During a recent interview with the Two-Man Power Trip of Wrestling Podcast, Chavo Guerrero Sr. discussed his love for pro wrestling, being trainied within his family and more. Here are some highlights:
On being trained within his family: “The Guerrero Family started with my father Gory Guerrero but we also had a school run by my Uncle (Enrique Llanes) and he was a pro wrestler and was also my mother’s brother. That is actually how my father and my mother met. My father and my Uncle were wrestling against each other and at that time things were pretty much so kayfabe and they respected the way they talked to each other outside the ring so my Uncle invited my father over to his house and that is how he met my mother. So later he had a judo school and we there for about two years in Mexico and we would go back and fourth when my father was a wrestler so we would go from state to state every six months and then head back to Mexico here and there so we did some schooling at the Judo school. We just grew up with it all of our lives and that is all we ever wanted to be. My Dad never forced us but he did say if you are going to do it, you are going to be trained by me.”

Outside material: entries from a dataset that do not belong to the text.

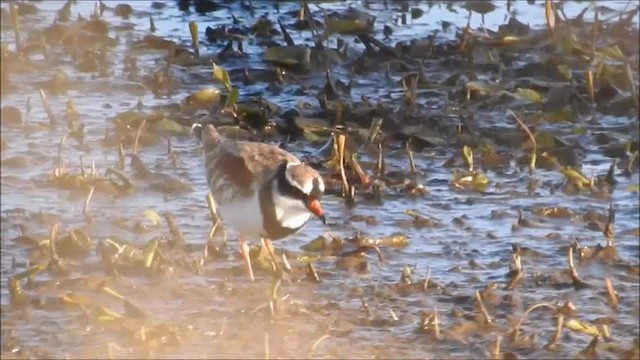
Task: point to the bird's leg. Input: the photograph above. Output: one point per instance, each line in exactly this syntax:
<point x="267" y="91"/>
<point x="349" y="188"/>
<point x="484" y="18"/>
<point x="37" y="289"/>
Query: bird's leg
<point x="244" y="249"/>
<point x="267" y="245"/>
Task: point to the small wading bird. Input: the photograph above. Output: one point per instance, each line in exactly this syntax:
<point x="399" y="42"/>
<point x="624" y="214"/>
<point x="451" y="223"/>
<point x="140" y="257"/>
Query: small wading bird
<point x="259" y="189"/>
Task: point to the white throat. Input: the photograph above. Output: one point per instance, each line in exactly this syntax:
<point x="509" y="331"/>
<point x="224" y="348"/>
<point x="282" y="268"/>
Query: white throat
<point x="290" y="213"/>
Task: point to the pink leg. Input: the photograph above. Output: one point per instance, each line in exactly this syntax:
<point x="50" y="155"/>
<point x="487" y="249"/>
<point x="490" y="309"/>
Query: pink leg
<point x="244" y="249"/>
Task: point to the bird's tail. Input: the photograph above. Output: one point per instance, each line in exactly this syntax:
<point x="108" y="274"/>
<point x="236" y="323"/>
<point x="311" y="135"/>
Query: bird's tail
<point x="207" y="135"/>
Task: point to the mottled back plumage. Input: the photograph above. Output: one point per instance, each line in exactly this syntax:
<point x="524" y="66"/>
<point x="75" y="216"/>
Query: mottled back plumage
<point x="235" y="168"/>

On emulating his father while practicing with his brothers: “Mando and I are a year and a half apart and at one time when it was just my sister Mary (the eldest of us all) and Mando we would practice and make rings out of whatever we could. We were already wrestling but we were only playing around. We would do the entrances because we would always go around with my Dad to the matches and he was our hero, our Superman, our idol and our everything. So, in our minds that is what we were going to be. The way he trained us, he didn’t say lets learn to drop kick, he taught us the basics and the amateur (which we loved) and the judo-karate and jiu-jitsu.”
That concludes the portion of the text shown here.